I recently saw a list. In one column was a list of all of the things that young men do everyday to make sure that they are not attacked or raped. In the other column, a list of what young women do for that same reason. There was, of course, nothing on the men’s side and the list for the women went on and on.
What does it mean that an entire group in our society, approximately half of the population, has to live in constant vigilance because they know they are not safe? In that instance, loving the women of our society has got to be more than saying they’re beautiful or that we’re fond of them. It has to mean truth and it has to mean action that makes a difference in that unacceptable situation.
What does it Look Like Today?
We say that we are the people of the resurrected Christ. And according to what it says in First John, that should mean that we are people who have learned from the example of Christ and know what love means in truth and in action, that it means being willing to lay our lives down for the sake of the sheep. The question is what does that look like in our modern world?
I think there are many ways in which we do that. One simple way, for example in our present crisis, is to go out and get vaccinated as soon as you are able to do so, and do it with the first available vaccine.
I’ve got to say that the phenomenon we’ve seen of people shopping for the vaccine they think is best for them personally, rejecting some for apparent lower efficiency or minuscule higher levels of risks, has been extremely disheartening. Choosing to do what is best for the whole community in this circumstance is hardly difficult. Under normal circumstances I would hardly describe it as laying down your life, but apparently enough people find it hard enough to do that we need to remind people that that’s what love looks like in this present situation.
Who is Being Valued?
But there are also far more difficult opportunities to lay your life down and follow the example of Christ in loving today. In our present context, it would include speaking up, as uncomfortable as it might be, and calling out all of the ways in which people are not being valued.

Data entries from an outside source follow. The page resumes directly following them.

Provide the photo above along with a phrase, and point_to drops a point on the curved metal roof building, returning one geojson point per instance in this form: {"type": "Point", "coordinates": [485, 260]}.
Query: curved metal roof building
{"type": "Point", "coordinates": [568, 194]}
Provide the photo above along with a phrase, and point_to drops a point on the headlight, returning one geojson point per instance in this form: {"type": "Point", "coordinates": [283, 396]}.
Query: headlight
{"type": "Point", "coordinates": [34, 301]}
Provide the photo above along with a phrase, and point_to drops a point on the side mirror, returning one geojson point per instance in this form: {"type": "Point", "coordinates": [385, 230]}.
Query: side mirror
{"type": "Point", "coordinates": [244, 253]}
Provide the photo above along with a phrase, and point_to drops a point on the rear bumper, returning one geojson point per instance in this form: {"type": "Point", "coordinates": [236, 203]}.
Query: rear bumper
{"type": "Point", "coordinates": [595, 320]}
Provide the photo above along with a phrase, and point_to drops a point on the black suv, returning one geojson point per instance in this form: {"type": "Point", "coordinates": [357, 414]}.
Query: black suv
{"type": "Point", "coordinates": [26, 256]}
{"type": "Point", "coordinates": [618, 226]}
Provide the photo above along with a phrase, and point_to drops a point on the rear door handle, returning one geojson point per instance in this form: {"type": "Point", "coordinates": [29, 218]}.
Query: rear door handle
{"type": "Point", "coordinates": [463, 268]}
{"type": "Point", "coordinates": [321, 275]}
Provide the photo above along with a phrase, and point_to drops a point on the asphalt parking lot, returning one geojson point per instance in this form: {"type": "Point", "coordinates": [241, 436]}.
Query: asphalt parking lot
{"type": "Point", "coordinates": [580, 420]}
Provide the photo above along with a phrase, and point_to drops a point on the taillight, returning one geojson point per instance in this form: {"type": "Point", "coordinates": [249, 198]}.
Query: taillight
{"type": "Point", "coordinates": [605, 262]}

For example, in this pandemic we have seen all of the ways in which certain groups have generally been able to do all right while others have not. We’ve seen how those who are relatively wealthy and have the ability to work from home or to take time off while they’re sick have come through this thing relatively unscathed. Many of them have also found it easier to get vaccinated, so much so that they are being choosy about their vaccines.
Meanwhile there’s this other group of people who are younger, who often belong to racial minorities and who work with the public or work in closely packed factories or warehouses. They generally have little power and no ability to stay home and the evidence seems to indicate that this pandemic has been spreading like wildfire among them. But yet, they’ve not even been prioritized for vaccination in most places.
What does Love Look Like?
This is a situation that endangers the public health of all of us and is being fueled by the inequities that have been in our society for a very long time. What does love look like when that is the situation? What does it look like to lay your life down for the sake of the sheep in that situation? It’s got it be more than word or speech, it’s got to be about action and truth.
Many of us would like to live our lives of Christian faith quietly, not causing any fuss or friction. We would like our love to be in word and in speech, but not to really have it mess with our comfortable routine. But clearly, the reality of the death and resurrection of Jesus is there to push us towards a love that speaks the truth and makes us act, that means a willingness to lay down our lives. That is the difference that the Easter story makes.